Afghan War Is the Soviet Vietnam


The Soviet Union military involvement in Afghanistan lead to the forming of one the most cohesive social groups in Soviet Union society the Afghan veterans. These veterans formed a bond with one another because of similar situations that they faced in combat. Just like the United States veterans of the Vietnam War played a cultural and social role in the U.S., so would USSR Afghan vets in the Soviet Union. A brotherhood was formed out of the war in Afghanistan a brotherhood that could not be ignored by its government, by its enemies, and most importantly by the people of Soviet Russia.

Like in most wars soldiers die or have physical and mental issues because of the traumas they have seen. However, the responsibility of the government is to take care of its brave men who go off to fight for whatever reasons they were giving. The Soviet Union did not take care of their vets well at all. In the Seventeen moments the document called, “What Society Owes the Afghanistan Veterans,” states, “  When they first arrive, they assemble in a big room to hear the following honest and straightforward address: ‘You have fulfilled your duty and have sustained serious wounds.” The hospitals and care for returning vets were not adequate to the needs of these vets. The document showed how the government was unable to help and the negative effect of returning vets without having proper care for their injuries was seen in job losses, alcoholism, and the ability to not function properly in society. These issues are seen even here at home in the U.S. where are veterans are having many of the same problems. Just like the U.S. the end results are veteran groups being formed to fight for the rights that they earned.  
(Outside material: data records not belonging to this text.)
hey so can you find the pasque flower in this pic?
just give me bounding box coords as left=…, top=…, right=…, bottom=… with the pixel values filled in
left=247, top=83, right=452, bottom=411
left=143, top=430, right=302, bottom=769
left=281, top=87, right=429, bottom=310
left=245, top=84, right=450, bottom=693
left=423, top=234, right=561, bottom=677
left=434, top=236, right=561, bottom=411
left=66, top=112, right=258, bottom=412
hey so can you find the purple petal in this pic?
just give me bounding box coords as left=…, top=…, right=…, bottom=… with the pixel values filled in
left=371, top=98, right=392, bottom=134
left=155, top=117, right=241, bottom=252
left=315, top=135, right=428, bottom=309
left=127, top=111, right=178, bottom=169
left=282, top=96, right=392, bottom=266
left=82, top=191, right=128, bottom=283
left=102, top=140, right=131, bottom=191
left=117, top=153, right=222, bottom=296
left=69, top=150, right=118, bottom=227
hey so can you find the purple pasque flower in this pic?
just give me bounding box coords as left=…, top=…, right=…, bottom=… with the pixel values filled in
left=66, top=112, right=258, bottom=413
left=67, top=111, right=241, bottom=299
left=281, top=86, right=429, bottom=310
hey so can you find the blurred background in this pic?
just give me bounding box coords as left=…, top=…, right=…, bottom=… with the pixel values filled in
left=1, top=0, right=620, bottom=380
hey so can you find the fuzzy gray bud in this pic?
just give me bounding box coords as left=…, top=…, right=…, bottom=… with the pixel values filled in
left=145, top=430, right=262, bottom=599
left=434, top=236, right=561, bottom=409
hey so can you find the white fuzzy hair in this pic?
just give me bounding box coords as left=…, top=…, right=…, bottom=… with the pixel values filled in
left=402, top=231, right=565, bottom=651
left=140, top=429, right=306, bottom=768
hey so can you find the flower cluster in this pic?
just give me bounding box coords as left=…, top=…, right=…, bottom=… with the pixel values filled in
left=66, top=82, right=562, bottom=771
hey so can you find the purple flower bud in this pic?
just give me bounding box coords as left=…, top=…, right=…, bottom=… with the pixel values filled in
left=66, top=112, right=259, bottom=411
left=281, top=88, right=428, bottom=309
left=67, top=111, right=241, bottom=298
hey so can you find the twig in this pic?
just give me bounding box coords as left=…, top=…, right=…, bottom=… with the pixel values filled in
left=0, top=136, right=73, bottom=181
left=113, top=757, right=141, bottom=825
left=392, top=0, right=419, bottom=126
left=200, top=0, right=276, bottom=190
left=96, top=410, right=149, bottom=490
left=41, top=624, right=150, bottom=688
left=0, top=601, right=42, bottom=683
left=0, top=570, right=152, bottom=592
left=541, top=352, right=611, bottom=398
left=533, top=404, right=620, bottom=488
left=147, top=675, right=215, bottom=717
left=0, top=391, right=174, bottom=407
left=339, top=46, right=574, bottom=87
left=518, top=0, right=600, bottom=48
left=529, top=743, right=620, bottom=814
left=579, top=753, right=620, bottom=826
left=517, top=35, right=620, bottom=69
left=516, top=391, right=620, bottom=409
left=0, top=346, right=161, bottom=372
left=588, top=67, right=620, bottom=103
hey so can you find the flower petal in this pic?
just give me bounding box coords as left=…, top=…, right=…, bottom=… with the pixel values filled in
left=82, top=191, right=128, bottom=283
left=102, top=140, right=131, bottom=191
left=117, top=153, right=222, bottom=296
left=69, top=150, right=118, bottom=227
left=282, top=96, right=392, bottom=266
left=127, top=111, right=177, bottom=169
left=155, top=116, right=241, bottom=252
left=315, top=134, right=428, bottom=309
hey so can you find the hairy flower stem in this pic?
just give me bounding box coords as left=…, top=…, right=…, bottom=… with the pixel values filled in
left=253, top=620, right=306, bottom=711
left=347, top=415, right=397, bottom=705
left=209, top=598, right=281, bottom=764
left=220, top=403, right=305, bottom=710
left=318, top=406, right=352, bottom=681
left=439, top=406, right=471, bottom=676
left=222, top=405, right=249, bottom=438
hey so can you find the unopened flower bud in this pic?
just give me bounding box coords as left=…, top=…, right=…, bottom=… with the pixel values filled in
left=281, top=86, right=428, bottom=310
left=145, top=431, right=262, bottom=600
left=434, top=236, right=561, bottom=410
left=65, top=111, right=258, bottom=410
Even as the cold war raged on, the similarities of U.S. Vietnam war echoed loud in the Soviet Afghan war. Just like Vietnam, Soviet soldiers were being asked to die for people who clearly did not want them there, and the bloody fighting left them shattered on their return home. Soldiers who did not want to fight in this war came home broken and badgered. The unpopularity of the war among soldiers did not however, stop them from committing crimes that are comparable to Vietnam Mylai. In the East View database, the article, “We Serve in Afghanistan,” spoke of the, “the cutthroats are still going about their dirty business of setting schools on fire and killing activists.” These acts where highlighted to show the difficulty that the Afghan people had to overcome for their new life. These acts are a stain that Soviet soldiers dealt with for the remainder of the war.

The legacy of the Soviet Afghan war was that men came home broken and felt abandoned by its government. This eventually leads them to start their own organizations so they could look after each other. The Soviet Union losses the war and their economy, which in no small part leads to the collapse of the Soviet Union. The story of the Afghan vet is so comparable to Vietnam vets experiences and mood that it is kind of scary how history repeats itself even in the same century. The history of these wars left their mark on both sides and will never be forgotten by the people who fought in them.      




4 thoughts on “Afghan War Is the Soviet Vietnam

  1. Thanks for highlighting the importance of veterans’ experience. Like everything else having to do with the war in Afghanistan, the challenges facing Soviet veterans were unpredictably complicated. Nice post!

  2. That was an interesting parallel you made between Vietnam vets and Afghan vets (and really, veterans from every war of this century). I agree that its kind of scary how little we seem to have learned- reminds me of a quote from I don”t know where “Men do not learn much from the lessons of history- and THAT is the biggest lesson of history”.

  3. I really liked the comparison you made here. I know I’m not the first to say it, but it is impressive the similarities that both the USA’s and USSR’s veterans share. I a saddened that the soldiers weren’t even given proper medical attention though. I mean, it only makes sense to me to take care of a man who’s willing to die for your cause…

  4. I love comparisons between the U.S. and the Soviet Union. Using Vietnam to compare really brings up the feelings that we as American’s have towards that conflict and applying it to what we learn about the Soviets in the Afghan War. In another class that I am taking this semester, Women in the Islamic World, we watched a video about women in Kabul. The women and men in the documentary commented on the devastation left by the Soviets during the Afghan War. It’s really interested to be able to tie these two classes together and even see the similarities between the local people (Vietnamese and Afghans) invaded by the two super powers of the world.